Frizzell did sound, camera and lighting for a slew of independent films.
“I was kind of working my way up, I guess. Being first, a writer, I mean, above all else, I had serious dreams to make my stories into movies. My second film was a series, very stylized, like Frankenhooker meets Sleeping with the Enemy. We spent a lot of time and money. The harddrive it was stored on was lost in Mexico. Tons of music I made was lost on that one as well—art, collages, stories, scripts… that kind of thing really digs into your psyche but what else do you do? You just keep going. I’m writing more than ever. I write songs daily, it’s automatic, the tap just flows. I have new passions and talents but that kind of came from getting to know the community here.”
Community, Above All
Community is Frizzell’s focus at the Wood River Weekly and in his next venture Oddest Jobs, where he’s collected many talented friends across the Valley to solve problems in the community.
“I have a friend here, a much older woman who knows just about everything about everyone. I’ve heard so much about “the community! the community!” and I was skeptical at first but as I met, spoke with, hung out with people here it revealed itself. The community is absolutely real, beautiful, very thick and while it’s pretty clear the growth has introduced new issues, there’s still those who care and act to make this place a unique and friendly place to live. I’ve not seen anything like it in my travels except maybe the very, very tightly-knit communities in tiny Mexican towns.”
“Community is absolutely everything. There are a lot of shenanigans taking place on the world stage right and keeping tight with our friends and neighbors is the answer. We have to listen and be willing to help, to act.”
Frizzell moved to Idaho from Mexico where he had a place in Oaxaca he’d moved to to start an intentional community, gardening, farming and building using permaculture ideas.
“I couldn’t believe it. I’ve lived in the South my entire life and snow was kind of nonexistent.
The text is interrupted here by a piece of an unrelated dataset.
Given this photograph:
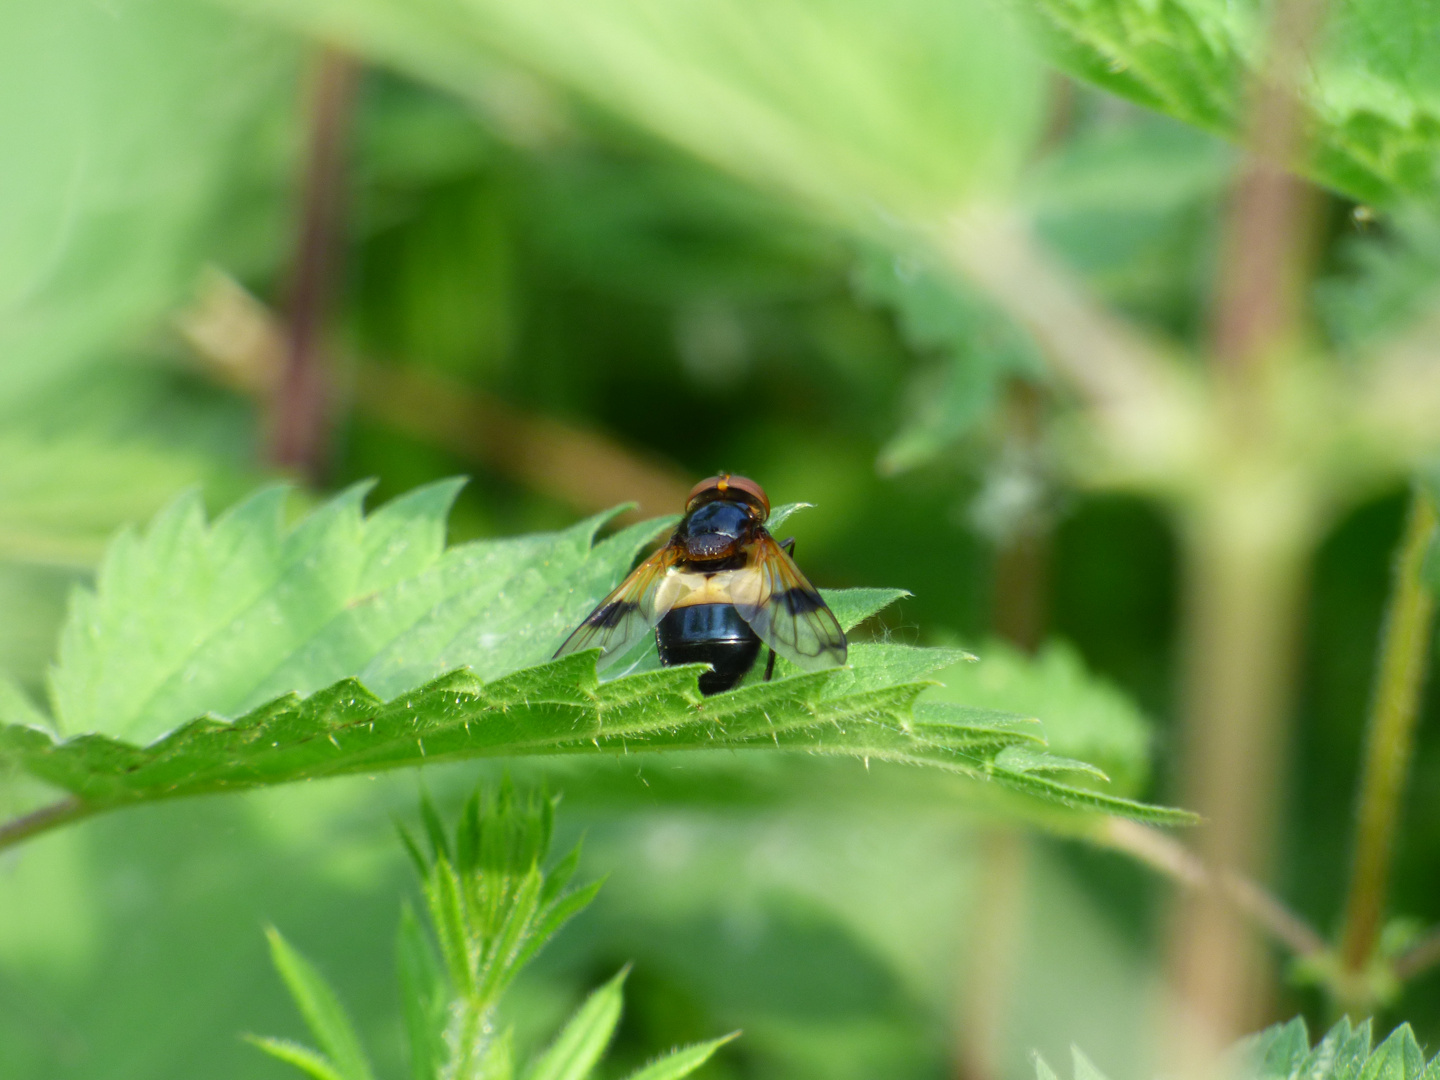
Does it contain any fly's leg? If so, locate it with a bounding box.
[763,537,797,683]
My first week in Stanley, I’d been used to 100+ degree days and now it was literally 51 degrees below zero. You walk outside and your eyes even hurt. It was an adjustment for sure.”
Intensely individual, Frizzell has worked on his and friend’s vehicles, changing harmonic oscillators, oil and transmission, you name it. And if that weren’ t enough, he fell in love with electronics.
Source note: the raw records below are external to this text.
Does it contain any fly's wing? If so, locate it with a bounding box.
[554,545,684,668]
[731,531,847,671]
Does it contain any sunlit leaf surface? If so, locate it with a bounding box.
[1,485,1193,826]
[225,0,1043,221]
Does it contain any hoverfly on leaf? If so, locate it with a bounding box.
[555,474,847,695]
“I got bit by the drone bug while making practical effects squibs and things like that. Most of those movies no one will ever see and no one cares but it led to me building my own drones from the ground up. That led to a brief job at a friend’s LIDAR company, connecting DJI drones to our in-house software, making boutique cables, building chips. It was fun but I’m not suited for that kind of stilted work environment.”
After a stint working at the Liquor Store in Hailey, “I needed to meet people, like.. engage with people outside of paper interviews and, you know, survive, of course.” Frizzell is now going into business with Oddest Jobs serving the Valley.